The term of Capital Markets Authority tribunal chairman has been renewed, paving the way for the hearing and determination of a dispute pitting investment company Centum against two British brothers over the proposed buyout of plantations firm Rea Vipingo.
Jinaro Kipkemoi Kibet, whose term ended early this month, has been given a fresh three-year mandate by Treasury secretary Henry Rotich, according to a notice published on Friday. The renewal of his tenure means the tribunal – a quasi-judicial body that has powers similar to those of a High Court – now has quorum, allowing it to take up the dispute after months of stasis.
The tribunal met for the first time in late August and had set September 15 as the second mention date to confirm if it has quorum to proceed with hearing of the case. Another mention was set for October 6 to confirm whether all parties have filed their affidavits. The quorum for the tribunal comprises of a chairman and two members.
The tribunal had only two members when the Centum Rea Vipingo dispute was filed – the chairman and member George Karwenji Kibira – before Mr Rotich appointed two other members in July. But the appointment of Laila Macharia and financial consultant Karen Kandie as members could not unlock the impasse as the tribunal lacked a secretary.
The appointment of Jane Moraa Adogo as secretary to the tribunal completed the quorum needed to hear the multibillion-shilling takeover dispute.
Mr Kibet’s first appointment for a three-year tenure was handed by then acting Finance minister Njeru Githae effective September 1, 2011. His fresh mandate now sets the stage for resolution of the Rea Vipingo dispute.
Centum moved to the tribunal to oppose the planned takeover of sisal producer Rea Vipingo by the Robinow brothers — who already control 57.04 per cent of the sisal producer through Rea Trading Company. The investment firm argues that the offer by the Robinow brothers of Sh70 per share plus a conditional top-up of up to Sh15 per share from future disposal of the firm’s land violates takeover rules.
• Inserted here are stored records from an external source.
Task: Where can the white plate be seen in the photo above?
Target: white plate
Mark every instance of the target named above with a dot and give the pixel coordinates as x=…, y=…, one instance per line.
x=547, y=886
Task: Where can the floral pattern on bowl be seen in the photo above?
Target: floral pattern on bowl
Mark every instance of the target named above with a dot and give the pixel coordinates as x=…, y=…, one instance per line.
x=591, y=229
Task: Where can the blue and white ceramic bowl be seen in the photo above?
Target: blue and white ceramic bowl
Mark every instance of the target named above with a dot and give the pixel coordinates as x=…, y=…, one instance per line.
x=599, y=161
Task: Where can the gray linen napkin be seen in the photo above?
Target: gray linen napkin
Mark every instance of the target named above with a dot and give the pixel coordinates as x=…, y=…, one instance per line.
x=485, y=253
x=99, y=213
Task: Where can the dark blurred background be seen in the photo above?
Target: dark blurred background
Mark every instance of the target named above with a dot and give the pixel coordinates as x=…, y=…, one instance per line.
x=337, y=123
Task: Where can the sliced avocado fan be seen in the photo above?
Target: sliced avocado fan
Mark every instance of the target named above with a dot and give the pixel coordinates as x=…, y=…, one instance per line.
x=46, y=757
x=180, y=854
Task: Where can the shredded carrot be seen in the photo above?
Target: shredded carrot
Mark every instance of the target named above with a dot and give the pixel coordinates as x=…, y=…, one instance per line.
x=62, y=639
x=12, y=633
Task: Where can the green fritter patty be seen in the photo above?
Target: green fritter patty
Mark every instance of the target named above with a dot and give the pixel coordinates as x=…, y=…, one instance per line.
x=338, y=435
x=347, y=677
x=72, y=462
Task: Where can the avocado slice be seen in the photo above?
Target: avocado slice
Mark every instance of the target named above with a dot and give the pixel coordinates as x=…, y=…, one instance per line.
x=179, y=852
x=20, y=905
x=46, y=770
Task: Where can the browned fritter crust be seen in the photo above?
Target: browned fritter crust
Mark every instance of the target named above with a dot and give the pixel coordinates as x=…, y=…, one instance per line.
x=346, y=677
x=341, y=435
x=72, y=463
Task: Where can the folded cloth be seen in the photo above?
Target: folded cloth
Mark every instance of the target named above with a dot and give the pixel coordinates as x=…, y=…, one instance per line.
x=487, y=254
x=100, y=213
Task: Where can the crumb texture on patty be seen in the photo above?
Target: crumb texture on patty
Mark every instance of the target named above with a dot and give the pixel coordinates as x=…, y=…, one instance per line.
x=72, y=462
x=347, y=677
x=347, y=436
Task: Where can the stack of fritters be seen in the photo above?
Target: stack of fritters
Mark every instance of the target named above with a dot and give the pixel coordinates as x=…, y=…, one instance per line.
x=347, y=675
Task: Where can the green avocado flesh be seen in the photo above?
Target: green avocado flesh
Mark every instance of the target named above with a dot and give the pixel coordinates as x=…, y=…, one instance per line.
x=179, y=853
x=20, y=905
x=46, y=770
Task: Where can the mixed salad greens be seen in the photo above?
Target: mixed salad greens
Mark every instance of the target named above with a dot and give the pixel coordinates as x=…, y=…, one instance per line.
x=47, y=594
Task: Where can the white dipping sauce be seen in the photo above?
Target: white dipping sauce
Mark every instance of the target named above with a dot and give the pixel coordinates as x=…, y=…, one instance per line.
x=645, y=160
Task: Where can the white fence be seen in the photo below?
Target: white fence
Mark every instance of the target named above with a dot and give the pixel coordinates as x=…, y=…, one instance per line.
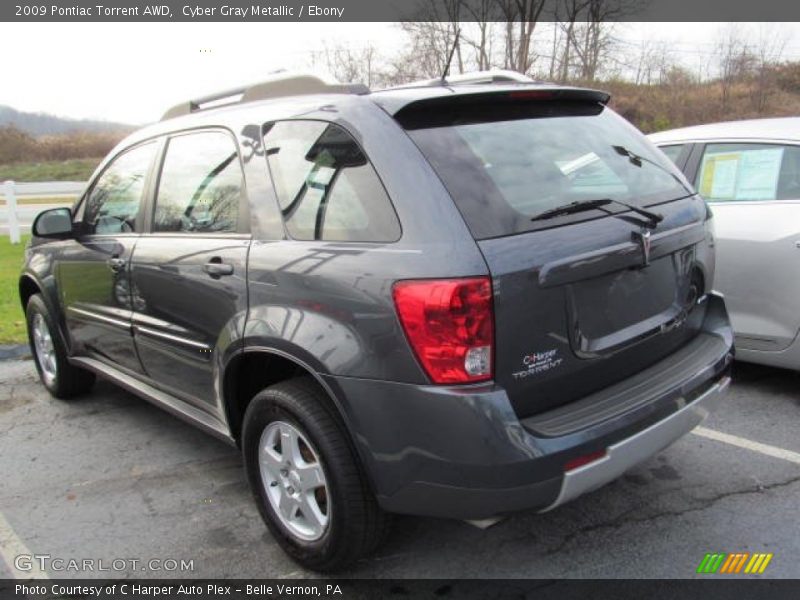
x=19, y=216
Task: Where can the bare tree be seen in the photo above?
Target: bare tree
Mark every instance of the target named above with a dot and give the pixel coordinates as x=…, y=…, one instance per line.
x=353, y=65
x=484, y=13
x=769, y=48
x=652, y=62
x=521, y=18
x=733, y=57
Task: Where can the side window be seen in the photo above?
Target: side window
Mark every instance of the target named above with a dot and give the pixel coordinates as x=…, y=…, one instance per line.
x=326, y=186
x=113, y=203
x=672, y=152
x=200, y=184
x=730, y=172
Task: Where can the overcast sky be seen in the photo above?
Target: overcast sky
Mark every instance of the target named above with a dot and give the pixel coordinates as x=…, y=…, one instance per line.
x=133, y=72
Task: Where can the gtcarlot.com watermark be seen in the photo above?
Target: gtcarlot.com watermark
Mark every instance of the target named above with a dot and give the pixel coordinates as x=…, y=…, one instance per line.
x=55, y=564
Centum’s bid stands at Sh75 per share, with the firm already being a minority shareholder with a 4.9 per cent stake or 296,500 units of the agricultural firm’s stock.
The dispute filed with the tribunal is the climax of a bidding war that followed the Robinows’ initial offer last year to buy out other Rea Vipingo shareholders at Sh40 per share. Centum initially responded with a takeover offer of Sh50 per share, with the two rivals revising their offers upwards to the current levels.
Another aggressive bidder, Vania Investment Pool, was locked out of the acquisition when it tried to belatedly raise its buyout price to Sh80 in March from the initial Sh55 in December.